Performance perplexities: Help! Where do I start?
Got a problem? Here are 12 simple questions to ask yourself before you ask others
Where should you start with a performance problem, and what information should you collect if you are going to ask for help? This month Adrian presents his cold-start guide to get you going. (1,900 words)
I have a performance problem. What do you need to know to help me?
I see a lot of questions
from users or administrators who have decided that they have a
performance problem but don't know where to start or what
information to provide when they ask for help. I have seen e-mail
from people who just say "my system is slow" and give no additional
information at all. I have also seen 10-megabyte e-mail messages
with 20 attachments containing days of
iostat reports, but with no
indication of what application the machine is supposed to be
running. In this section, I'll lead you through the initial
questions that need to be answered. This may be enough to get you on
the right track to solving the problem yourself, and it will make it
easier to ask for help effectively.
1. What is the business function of the system?
What is the system used for? What is its primary application? It could be a file server, database server, end-user CAD workstation, Internet server, or embedded control system.
2. Who and where are the users?
How many users are there? How do they use the system, and what kind of work patterns do they have? They might be a classroom full of students, people browsing the Internet from home, data entry clerks, development engineers, real-time data feeds, batch jobs. Are the end users directly connected? From what kind of device?
3. Who says there is a performance problem? What is slow?

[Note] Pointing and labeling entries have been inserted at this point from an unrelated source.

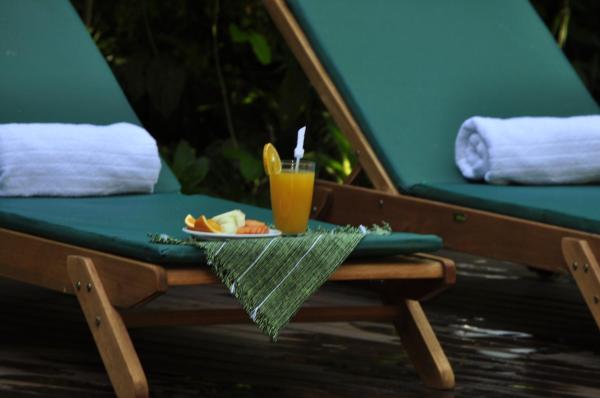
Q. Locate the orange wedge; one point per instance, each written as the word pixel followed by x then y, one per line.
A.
pixel 205 225
pixel 271 160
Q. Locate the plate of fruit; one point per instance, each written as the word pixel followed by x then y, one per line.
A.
pixel 230 225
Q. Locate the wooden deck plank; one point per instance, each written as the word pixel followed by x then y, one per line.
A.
pixel 506 332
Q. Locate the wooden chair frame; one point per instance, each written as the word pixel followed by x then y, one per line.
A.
pixel 539 245
pixel 109 286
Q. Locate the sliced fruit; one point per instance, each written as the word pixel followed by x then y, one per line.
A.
pixel 190 221
pixel 253 227
pixel 205 225
pixel 271 160
pixel 230 221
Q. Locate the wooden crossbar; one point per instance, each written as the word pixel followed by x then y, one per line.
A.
pixel 135 319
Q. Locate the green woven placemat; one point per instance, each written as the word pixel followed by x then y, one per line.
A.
pixel 272 277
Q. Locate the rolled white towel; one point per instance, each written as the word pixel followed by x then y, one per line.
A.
pixel 530 150
pixel 54 159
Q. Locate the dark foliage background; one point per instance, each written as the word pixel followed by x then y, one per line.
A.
pixel 213 81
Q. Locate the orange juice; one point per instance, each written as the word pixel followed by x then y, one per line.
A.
pixel 291 196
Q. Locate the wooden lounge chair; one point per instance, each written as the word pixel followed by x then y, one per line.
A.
pixel 400 77
pixel 97 248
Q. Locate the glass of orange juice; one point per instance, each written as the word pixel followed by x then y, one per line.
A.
pixel 291 195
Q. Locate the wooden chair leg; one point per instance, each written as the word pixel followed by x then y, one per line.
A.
pixel 420 342
pixel 584 268
pixel 113 342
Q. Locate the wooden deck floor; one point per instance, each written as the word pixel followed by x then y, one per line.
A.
pixel 507 332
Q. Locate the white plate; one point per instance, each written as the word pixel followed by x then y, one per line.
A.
pixel 211 235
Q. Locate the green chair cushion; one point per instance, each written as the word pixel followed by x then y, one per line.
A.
pixel 574 207
pixel 121 224
pixel 51 71
pixel 413 71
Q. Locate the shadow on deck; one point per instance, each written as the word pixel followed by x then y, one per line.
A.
pixel 506 331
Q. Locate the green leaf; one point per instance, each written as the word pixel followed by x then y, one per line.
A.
pixel 251 168
pixel 183 157
pixel 195 173
pixel 261 48
pixel 237 35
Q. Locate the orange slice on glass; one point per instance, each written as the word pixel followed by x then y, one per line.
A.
pixel 205 225
pixel 271 160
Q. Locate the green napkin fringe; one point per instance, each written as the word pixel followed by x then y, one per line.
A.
pixel 263 285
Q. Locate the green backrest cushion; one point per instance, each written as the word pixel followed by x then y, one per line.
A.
pixel 573 206
pixel 121 224
pixel 413 71
pixel 51 71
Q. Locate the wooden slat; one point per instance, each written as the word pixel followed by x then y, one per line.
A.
pixel 225 316
pixel 400 267
pixel 120 359
pixel 419 341
pixel 463 229
pixel 331 97
pixel 583 265
pixel 43 262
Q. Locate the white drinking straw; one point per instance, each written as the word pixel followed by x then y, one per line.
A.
pixel 299 150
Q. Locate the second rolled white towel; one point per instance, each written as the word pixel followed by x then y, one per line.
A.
pixel 530 150
pixel 56 159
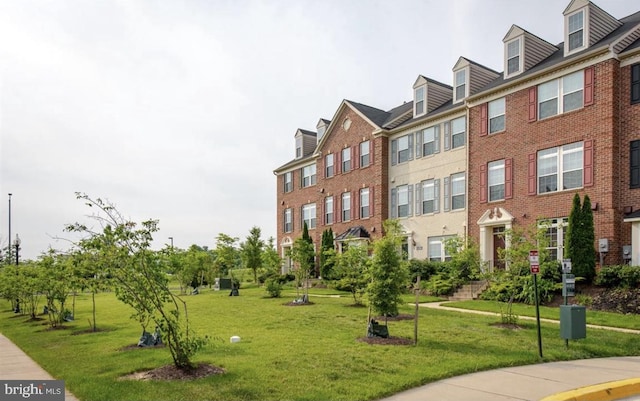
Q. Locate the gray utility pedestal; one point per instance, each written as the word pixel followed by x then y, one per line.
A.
pixel 573 322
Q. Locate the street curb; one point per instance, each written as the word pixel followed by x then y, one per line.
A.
pixel 600 392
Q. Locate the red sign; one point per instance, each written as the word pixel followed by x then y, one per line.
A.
pixel 533 262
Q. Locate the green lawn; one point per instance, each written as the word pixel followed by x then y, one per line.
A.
pixel 302 352
pixel 593 317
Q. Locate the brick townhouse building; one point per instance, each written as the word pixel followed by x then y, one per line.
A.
pixel 493 151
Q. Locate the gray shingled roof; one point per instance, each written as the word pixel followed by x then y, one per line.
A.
pixel 377 116
pixel 558 56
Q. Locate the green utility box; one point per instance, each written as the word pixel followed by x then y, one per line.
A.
pixel 573 322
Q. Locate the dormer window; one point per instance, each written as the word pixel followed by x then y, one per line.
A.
pixel 514 58
pixel 418 102
pixel 575 31
pixel 298 146
pixel 460 86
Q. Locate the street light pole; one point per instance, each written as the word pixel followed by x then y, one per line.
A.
pixel 9 248
pixel 17 245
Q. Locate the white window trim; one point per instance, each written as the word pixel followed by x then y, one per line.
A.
pixel 496 165
pixel 424 100
pixel 456 84
pixel 585 31
pixel 489 116
pixel 312 175
pixel 507 58
pixel 559 173
pixel 362 203
pixel 431 183
pixel 328 210
pixel 288 212
pixel 463 133
pixel 327 165
pixel 560 94
pixel 346 196
pixel 363 154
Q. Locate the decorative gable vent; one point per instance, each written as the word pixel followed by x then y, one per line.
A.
pixel 584 25
pixel 305 142
pixel 428 95
pixel 523 50
pixel 321 128
pixel 469 77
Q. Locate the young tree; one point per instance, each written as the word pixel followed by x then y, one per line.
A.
pixel 303 254
pixel 580 239
pixel 140 282
pixel 352 267
pixel 251 251
pixel 226 253
pixel 270 258
pixel 587 253
pixel 389 273
pixel 326 262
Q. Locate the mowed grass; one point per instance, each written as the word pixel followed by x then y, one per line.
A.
pixel 288 352
pixel 595 317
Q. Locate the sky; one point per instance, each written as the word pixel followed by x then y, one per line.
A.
pixel 180 110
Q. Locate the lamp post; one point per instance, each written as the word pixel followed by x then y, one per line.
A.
pixel 17 245
pixel 9 248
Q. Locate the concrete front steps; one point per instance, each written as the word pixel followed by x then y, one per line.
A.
pixel 468 291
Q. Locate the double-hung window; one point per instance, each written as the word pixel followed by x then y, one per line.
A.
pixel 288 181
pixel 460 85
pixel 309 175
pixel 513 57
pixel 328 210
pixel 403 201
pixel 364 203
pixel 458 191
pixel 560 168
pixel 346 206
pixel 419 101
pixel 561 95
pixel 364 154
pixel 288 220
pixel 429 144
pixel 404 150
pixel 496 180
pixel 437 249
pixel 328 165
pixel 429 198
pixel 575 30
pixel 298 147
pixel 458 132
pixel 346 160
pixel 309 215
pixel 496 115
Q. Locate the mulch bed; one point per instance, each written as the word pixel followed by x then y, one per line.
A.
pixel 170 372
pixel 391 340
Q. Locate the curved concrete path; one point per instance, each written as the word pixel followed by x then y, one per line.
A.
pixel 16 365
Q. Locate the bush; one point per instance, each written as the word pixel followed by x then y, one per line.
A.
pixel 273 287
pixel 624 276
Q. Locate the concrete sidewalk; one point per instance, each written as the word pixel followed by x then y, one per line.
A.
pixel 534 382
pixel 16 365
pixel 569 380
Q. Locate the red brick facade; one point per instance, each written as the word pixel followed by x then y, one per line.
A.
pixel 596 124
pixel 374 176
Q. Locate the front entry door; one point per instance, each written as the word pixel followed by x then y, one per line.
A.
pixel 498 243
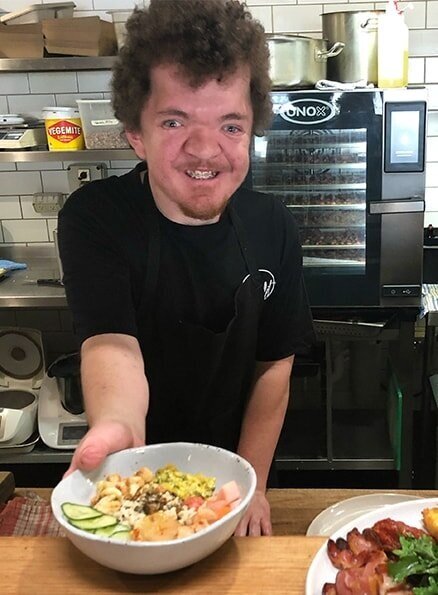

Are the end users complaining, or do you have some objective business measure like batch jobs not completing quickly enough? If there are no complaints, then you should be measuring business-oriented throughput and response times, together with system utilization levels. Don't waste time worrying about obscure kernel measurements. If you have established a baseline of utilization, business throughput, and response times, then it is obvious when there is a problem because the response time will have increased, and that is what drives user perceptions of performance. It is useful to have real measures of response times or a way to derive them. You may get only subjective measures -- "it feels sluggish today" -- or have to use a stopwatch to time things.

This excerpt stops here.